The seventieth Anniversary of the end of the Second World War and the liberation of the Nazi concentration camps is commemorated by the Catalan History Museum with two exhibitions. Seventy years after the end of the Second World War and the liberation of the Nazi concentration camps, it’s a necessity and a moral obligation to remember these tragic hours of European and world history.
For this reason, the Catalan History Museum, as a museum that’s open to the world, decided to participate in this international commemoration and to make this the central theme of their exhibitions for 2015.
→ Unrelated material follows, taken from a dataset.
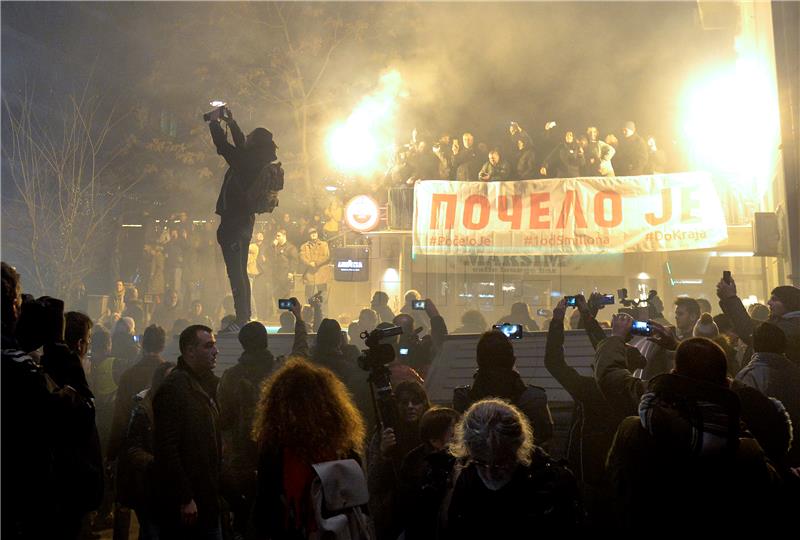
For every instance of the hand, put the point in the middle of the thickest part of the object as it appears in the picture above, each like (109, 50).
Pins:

The Catalan photographer Francesc Boix was held at the Mauthausen camp. His photographs of the Nazi deportations stand as witnesses to these crimes, and some of his images were used as evidence at the Nuremberg and Dachau trials.This exhibition is the first restrospective of the author, and it presents unedited images from his youth. These images come from the Commission for Dignity and from the period after the liberation from the archives of the Associació Amical of Mauthausen.
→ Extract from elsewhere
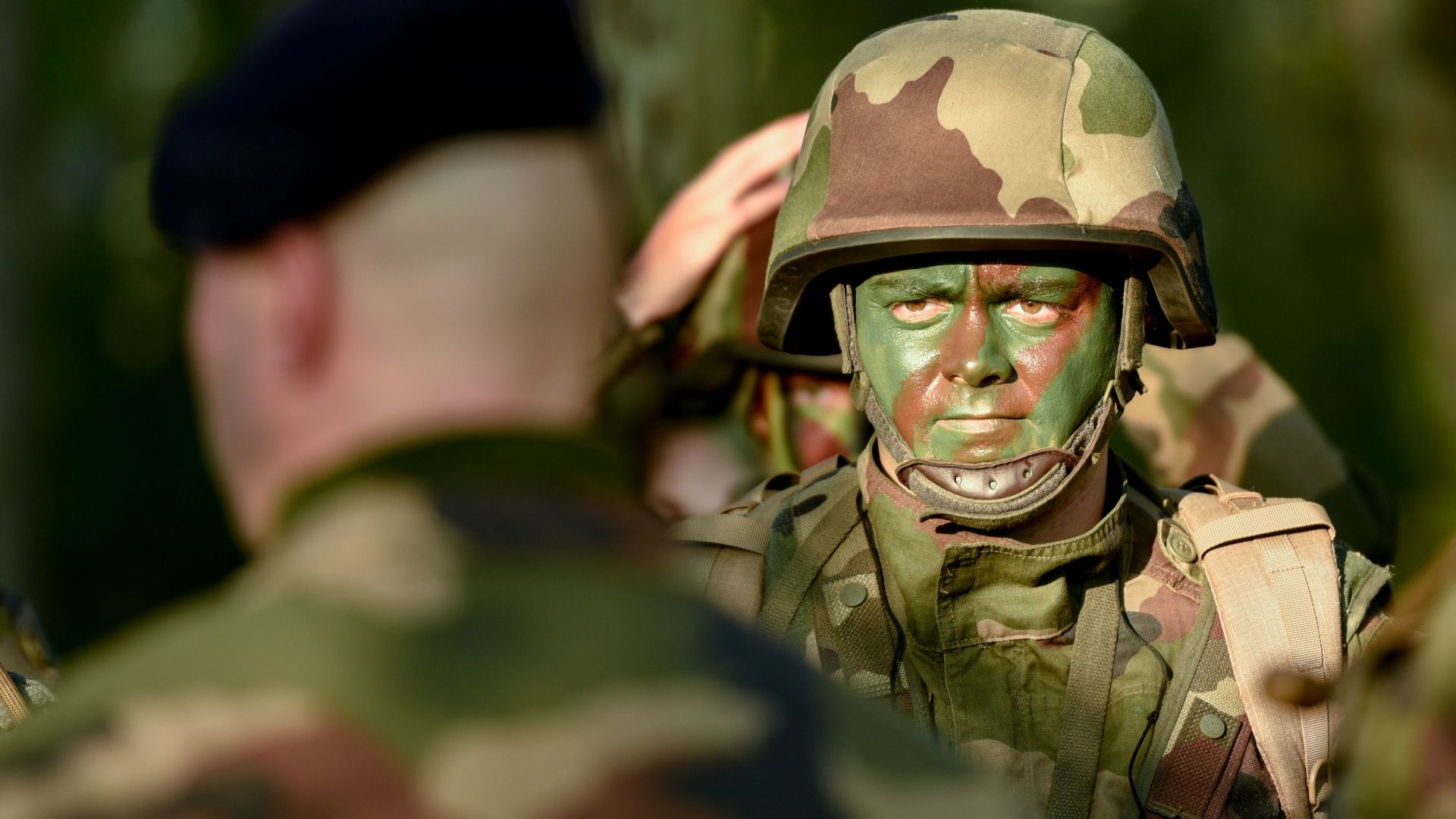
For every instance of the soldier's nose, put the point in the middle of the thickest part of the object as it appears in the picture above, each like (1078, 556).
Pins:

This exhibition can be visited from the 18th June – 18th October. By evoking these deplorable and painful events the exhibition also invites us to reflect on the level of cruelty that human beings are capable of, and is a reminder of the tragic aspects of war conflicts. Unfortunately, genocides still continue to be part of our contemporary world.
The exhibition recovers the unknown history of thousands of Jewish people who escaped the Nazi atrocities by crossing the Pyrenees. Some managed to get away, whilst others lost their lives.
Six of the nine million Jews who lived in Europe died as a consequence of the Nazi persecution, which was the largest genocide in human history. The exhibition remembers this recent past through the stories of a dozen Jewish families. Thousands of families managed to escape, such as the families of Paquita Sitzer and Víctor Papa, whilst others, like the Heilbruner-Lavi couple died at Auschwitz. All of these situations were full of fear and angst, as fleeing from persecution brought them towards an unknown future with often deplorable conditions. Their testimonials allow us to retrace some of the defining stages of persecution and flight, such as customs, escape routes, expulsions, prisons and concentration camps.
Visitors can get closer to the history and testimonial records of the time with projections of a selection of personal interviews with refugees, which were recorded between 2005 and 2014 by Mireia Boya and Josep Calvet, curators of the exhibition, and also experts on the escape routes used by the Jews in Spain during the Second World War.
This exhibition runs from 2nd July – 18th October at the Catalan History Museum, and then from the 29th October until 15th January 2016 at the Jewish History Museum in Girona.
Catalan History Museum
Pl. de Pau Vila, 3 (Palau de Mar)
Open from Tuesday to Saturday from 10:00-19:00. Wednesdays from 10:00-22:00.
Sundays and public holidays from 10:00-14:30. Mondays closed (except public holidays).